Many of the committees meet during the ANA convention; thus, the exhibit judges meet, and can take courses toward their certification. The finance committee charts the course of the organization, the library committee and museum committee and other groups all take the opportunity to meet.
What started with Paul Whitnah acting as a “national volunteer” for communications at the convention – originally local volunteers served for the single show then moved on – continued with me first handling Young Numismatists (1970-1971), then moving to national publicity for the convention (1972-1978), and starting in 1978 legislative counsel to the ANA, which did a lot of volunteer work in Washington.

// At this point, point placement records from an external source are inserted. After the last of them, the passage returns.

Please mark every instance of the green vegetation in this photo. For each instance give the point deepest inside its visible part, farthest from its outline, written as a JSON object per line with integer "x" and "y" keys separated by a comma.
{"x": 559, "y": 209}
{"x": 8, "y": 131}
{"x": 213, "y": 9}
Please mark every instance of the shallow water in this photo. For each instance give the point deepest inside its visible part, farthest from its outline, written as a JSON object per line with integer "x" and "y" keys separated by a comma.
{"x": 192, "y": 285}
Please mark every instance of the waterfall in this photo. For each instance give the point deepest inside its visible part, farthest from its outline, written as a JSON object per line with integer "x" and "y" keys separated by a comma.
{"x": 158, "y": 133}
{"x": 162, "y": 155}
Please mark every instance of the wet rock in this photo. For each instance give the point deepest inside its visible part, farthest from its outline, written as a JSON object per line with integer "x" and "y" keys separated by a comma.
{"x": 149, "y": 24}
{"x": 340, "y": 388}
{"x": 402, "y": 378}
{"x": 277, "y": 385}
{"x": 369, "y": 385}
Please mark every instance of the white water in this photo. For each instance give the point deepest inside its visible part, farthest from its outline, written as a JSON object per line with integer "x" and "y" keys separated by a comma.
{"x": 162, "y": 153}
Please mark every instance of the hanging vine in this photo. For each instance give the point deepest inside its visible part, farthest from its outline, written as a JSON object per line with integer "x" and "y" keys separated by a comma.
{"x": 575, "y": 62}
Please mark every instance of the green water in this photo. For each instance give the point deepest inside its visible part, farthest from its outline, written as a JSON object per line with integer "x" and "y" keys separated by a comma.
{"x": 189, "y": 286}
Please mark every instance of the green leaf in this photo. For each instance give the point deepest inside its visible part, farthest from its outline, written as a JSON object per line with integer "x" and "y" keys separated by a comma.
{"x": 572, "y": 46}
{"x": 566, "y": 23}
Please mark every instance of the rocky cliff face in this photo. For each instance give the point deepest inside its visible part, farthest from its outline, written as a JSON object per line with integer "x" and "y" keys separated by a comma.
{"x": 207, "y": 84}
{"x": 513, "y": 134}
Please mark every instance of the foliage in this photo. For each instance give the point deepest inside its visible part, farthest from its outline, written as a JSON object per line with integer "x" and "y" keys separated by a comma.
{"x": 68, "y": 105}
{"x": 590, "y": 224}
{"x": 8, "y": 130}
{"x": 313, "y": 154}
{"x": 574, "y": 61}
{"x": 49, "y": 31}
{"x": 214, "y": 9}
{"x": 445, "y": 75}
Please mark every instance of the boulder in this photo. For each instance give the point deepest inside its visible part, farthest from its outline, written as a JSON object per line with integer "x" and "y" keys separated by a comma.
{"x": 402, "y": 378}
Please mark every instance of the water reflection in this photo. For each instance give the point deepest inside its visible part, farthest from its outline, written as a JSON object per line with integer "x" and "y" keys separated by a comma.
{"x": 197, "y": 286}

ANA couldn’t really lobby as an organization (ICTA could), but as legislative counsel I was invited to testify before various Senate and House committees from 1978 into the early 1990s, when I had already been elected as a governor (or member of the board of directors of the organization).
One of the most interesting of events took place in 1978 when the ANA convention was in Houston and the Senate Banking Commitee took up the concept of the American Arts Gold Medallions and invited Grover C. Criswell, then ANA president, to participate along with me as legislative counsel.
Grover and I went to Washington, preparing his testimony literally on the fly. He made the convincing case that these medallions (not legal tender) would give the krugerrand a run for the money. I have a number of funny stories to tell about this, but let me leave you with one.
I made my own flight reservations, and when Grover and I got to the airport, we discovered that he had a coach seat and I had one in first class. Grover was a big man in every sense of the word, but I knew enough to offer to switch – which he gratefully accepted. We laughed about it that night on our return to Houston where Grover and the entire ANA board was ensconced in Judge Roy Hofheinz’s suite at the Astrodome.
Auctions held during this year’s ANA convention had some neat coins that prove to be market bellwethers, among them the 1873-CC no arrows dime and the 1802 proof silver dollar. I have tracked these two rarities through the years.
My point of contrast, as it has been for some time, is an extended vision of the Salomon Brothers model coin portfolio, which I have brought back to a much earlier period from its 1978 origins, and more than 20 years into the future since its untimely demise around 1990.
The results are in and show a continued active coin market with tempered prices. Just what I would have expected from sales around the ANA convention.
When I went to the 1969 ANA convention in Philadelphia, I had just turned 18, didn’t have a credit card and paid for the hotel room in cash for a one night stay. It was a little bit different this time. Two days before the show began, I was involved in a deposition at Philadelphia and stayed at the Ritz Carlton. I ran back to my office in New York, then came down again the day before the convention opened, this time staying at the Marriott convention hotel.
Now, many of my friends from yesteryear have passed on; (while the show was in progress, word came that Harlan White, whom I had known for more than 30 years, went to that great convention in the sky). That’s the sad part. The nice part is that I’m still making and meeting new friends.